# Smoked Chicken Cordon Bleu



## Ask-A-Butcher (Feb 7, 2008)

Tired of the same old boring chicken?? With just a little effort you can have a top notch meal like this 

I flattened the chicken breast with my hand after butterflying with a sharp knife.







I've sprinkled the breast with some Dizzy Dust and some ham & cheese that I had on hand. Use your imagination here.....your favorite seasoning, swiss or cheddar cheese, smoked ham or prosciutto, etc...the sky is the limit here.






I have carefully rolled up the breast, not too tight or the ham & cheese will squish out. I've tied them, again not too tight, with some butcher's twine. Note:food netting would work great for this!






Time for more Dizzy Dust, some EVOO (extra virgin olive oil) and I topped it off with some crumbled garlic/parmesan Pita chips. 






They went on the grill indirect at 375° for approximately 40 minutes. I added just a touch of pecan wood for extra flavor.

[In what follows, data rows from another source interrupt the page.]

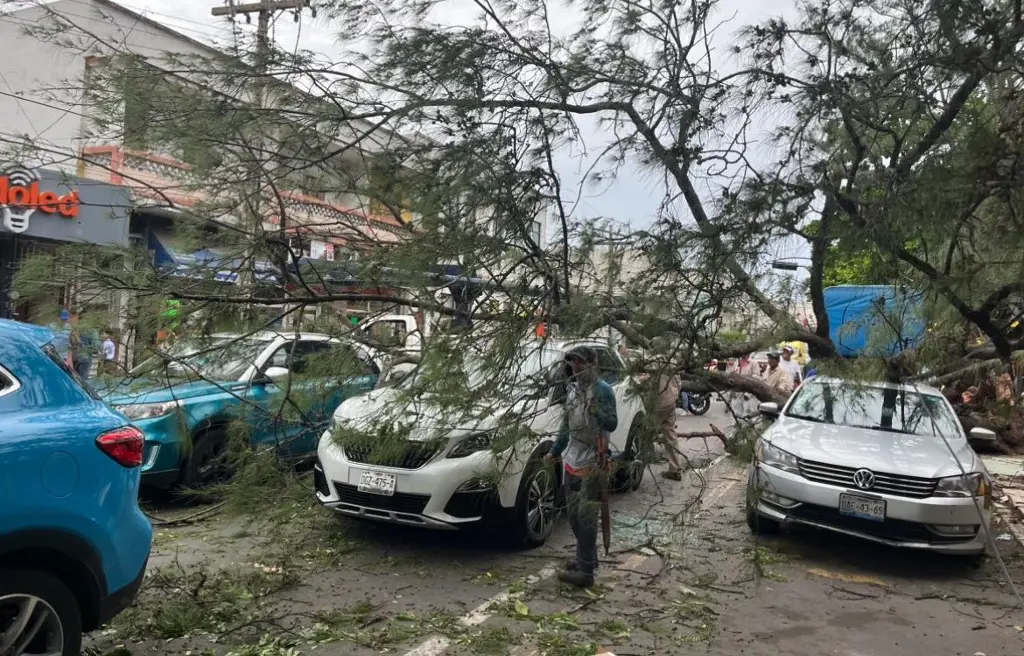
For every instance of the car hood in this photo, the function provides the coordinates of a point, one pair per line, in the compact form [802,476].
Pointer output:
[154,391]
[922,455]
[426,419]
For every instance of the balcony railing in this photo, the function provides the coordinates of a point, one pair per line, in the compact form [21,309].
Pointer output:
[164,181]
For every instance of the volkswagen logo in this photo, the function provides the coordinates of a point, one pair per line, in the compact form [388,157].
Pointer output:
[864,479]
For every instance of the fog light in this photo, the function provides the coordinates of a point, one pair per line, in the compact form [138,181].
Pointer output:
[955,529]
[474,485]
[771,497]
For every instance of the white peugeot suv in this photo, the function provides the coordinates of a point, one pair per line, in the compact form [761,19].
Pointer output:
[442,475]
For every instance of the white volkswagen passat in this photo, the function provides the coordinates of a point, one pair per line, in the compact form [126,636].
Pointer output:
[446,474]
[882,462]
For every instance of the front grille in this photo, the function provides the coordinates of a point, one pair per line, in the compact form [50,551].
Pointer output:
[894,484]
[893,529]
[400,455]
[397,503]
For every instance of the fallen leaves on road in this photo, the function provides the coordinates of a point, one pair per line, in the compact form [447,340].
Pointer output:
[847,578]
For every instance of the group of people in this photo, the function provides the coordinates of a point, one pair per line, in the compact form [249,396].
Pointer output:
[80,347]
[783,374]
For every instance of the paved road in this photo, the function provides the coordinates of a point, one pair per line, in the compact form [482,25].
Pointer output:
[683,575]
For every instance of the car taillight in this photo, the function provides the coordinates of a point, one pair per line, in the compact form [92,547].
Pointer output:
[124,444]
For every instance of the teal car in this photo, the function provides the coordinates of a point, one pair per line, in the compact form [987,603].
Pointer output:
[278,389]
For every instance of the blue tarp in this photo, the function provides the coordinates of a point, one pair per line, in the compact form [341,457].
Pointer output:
[873,319]
[205,263]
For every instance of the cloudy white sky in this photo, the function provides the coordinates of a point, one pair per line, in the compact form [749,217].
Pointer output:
[632,199]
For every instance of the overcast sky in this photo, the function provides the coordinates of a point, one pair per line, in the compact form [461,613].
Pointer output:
[632,199]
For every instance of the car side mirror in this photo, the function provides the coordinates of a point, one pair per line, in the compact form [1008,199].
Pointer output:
[273,374]
[981,437]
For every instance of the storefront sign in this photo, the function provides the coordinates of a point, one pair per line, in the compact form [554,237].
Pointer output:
[20,198]
[51,205]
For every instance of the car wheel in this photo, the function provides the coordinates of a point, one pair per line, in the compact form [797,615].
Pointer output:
[207,464]
[38,615]
[631,468]
[536,508]
[761,525]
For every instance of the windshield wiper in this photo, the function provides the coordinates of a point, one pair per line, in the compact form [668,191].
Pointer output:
[886,429]
[807,418]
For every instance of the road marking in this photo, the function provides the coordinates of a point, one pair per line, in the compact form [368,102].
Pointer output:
[437,645]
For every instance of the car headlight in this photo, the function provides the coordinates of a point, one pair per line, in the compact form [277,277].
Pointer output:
[774,456]
[137,411]
[471,444]
[967,485]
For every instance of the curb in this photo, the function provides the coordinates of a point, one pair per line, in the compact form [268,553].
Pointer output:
[1007,515]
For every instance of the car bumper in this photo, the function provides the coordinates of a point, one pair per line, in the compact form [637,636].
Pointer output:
[439,494]
[116,602]
[909,523]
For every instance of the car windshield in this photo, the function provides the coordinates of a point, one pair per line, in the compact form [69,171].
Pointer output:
[530,369]
[894,410]
[215,359]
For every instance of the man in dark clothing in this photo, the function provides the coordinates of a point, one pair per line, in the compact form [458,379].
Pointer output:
[589,416]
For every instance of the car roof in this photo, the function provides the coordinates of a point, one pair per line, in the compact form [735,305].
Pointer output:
[35,335]
[885,385]
[267,336]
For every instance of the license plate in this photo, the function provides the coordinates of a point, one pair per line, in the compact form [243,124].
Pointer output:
[862,507]
[377,483]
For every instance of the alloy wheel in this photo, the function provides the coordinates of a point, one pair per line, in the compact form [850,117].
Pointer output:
[540,504]
[29,626]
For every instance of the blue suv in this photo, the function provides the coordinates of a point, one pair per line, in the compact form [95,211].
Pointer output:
[74,543]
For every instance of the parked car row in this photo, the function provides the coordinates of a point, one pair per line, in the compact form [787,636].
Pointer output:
[438,478]
[74,543]
[887,463]
[880,462]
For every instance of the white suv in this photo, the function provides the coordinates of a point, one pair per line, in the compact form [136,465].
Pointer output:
[450,483]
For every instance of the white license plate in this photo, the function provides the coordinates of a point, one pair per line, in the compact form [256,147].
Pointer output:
[862,507]
[377,483]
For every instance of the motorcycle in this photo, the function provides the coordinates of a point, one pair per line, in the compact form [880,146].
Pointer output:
[693,402]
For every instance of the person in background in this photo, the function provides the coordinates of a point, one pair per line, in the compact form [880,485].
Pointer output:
[791,365]
[776,377]
[745,365]
[61,339]
[110,352]
[589,414]
[82,347]
[667,393]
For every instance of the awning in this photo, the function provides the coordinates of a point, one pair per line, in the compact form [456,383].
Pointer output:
[209,263]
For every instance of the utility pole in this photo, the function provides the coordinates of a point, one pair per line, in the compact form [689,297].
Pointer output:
[264,10]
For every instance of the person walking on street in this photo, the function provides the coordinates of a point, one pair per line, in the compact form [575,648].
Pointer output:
[776,377]
[665,414]
[791,365]
[589,414]
[82,347]
[110,354]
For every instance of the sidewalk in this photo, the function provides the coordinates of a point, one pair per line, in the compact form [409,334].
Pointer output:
[1009,474]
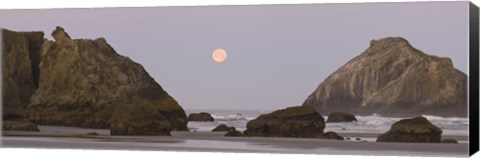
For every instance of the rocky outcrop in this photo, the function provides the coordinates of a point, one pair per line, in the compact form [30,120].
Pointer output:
[341,117]
[233,133]
[298,121]
[392,78]
[222,127]
[85,83]
[203,116]
[452,141]
[332,135]
[417,129]
[20,53]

This tasted just as good as it looked  Chicken Cordon Bleu, copper carrots, steamed asparagus and some fresh tomato salad. A Lindeman's Chardonnay rounded out the meal.


----------



## LadyCook61 (Feb 7, 2008)

that certainly looks yummy. what is dizzy dust?


----------



## texasgirl (Feb 7, 2008)

OH YUMMY!!! That looks absolutely delicious!! Good job!

Is this dizzy dust?


----------



## Ask-A-Butcher (Feb 7, 2008)

texasgirl said:


> OH YUMMY!!! That looks absolutely delicious!! Good job!
> 
> Is this dizzy dust?



That is it


----------



## john a (Feb 8, 2008)

Looks might good Mr Butcher


----------



## babetoo (Feb 8, 2008)

*chicken*

that looks just wonderful. where do u live? i am coming for dinner. lol


babe


----------



## Bacardi (Mar 1, 2008)

An alternative to butterflying and tying is to use a parring knife to make the smallest possible incision.  Once you get the blade deep into the meat, rotate it back and forth which slices the inner meat but does not increase the incision point.


----------



## LadyCook61 (Mar 2, 2008)

Ask-A-Butcher said:


> That is it


ooh that is dizzy dust !


----------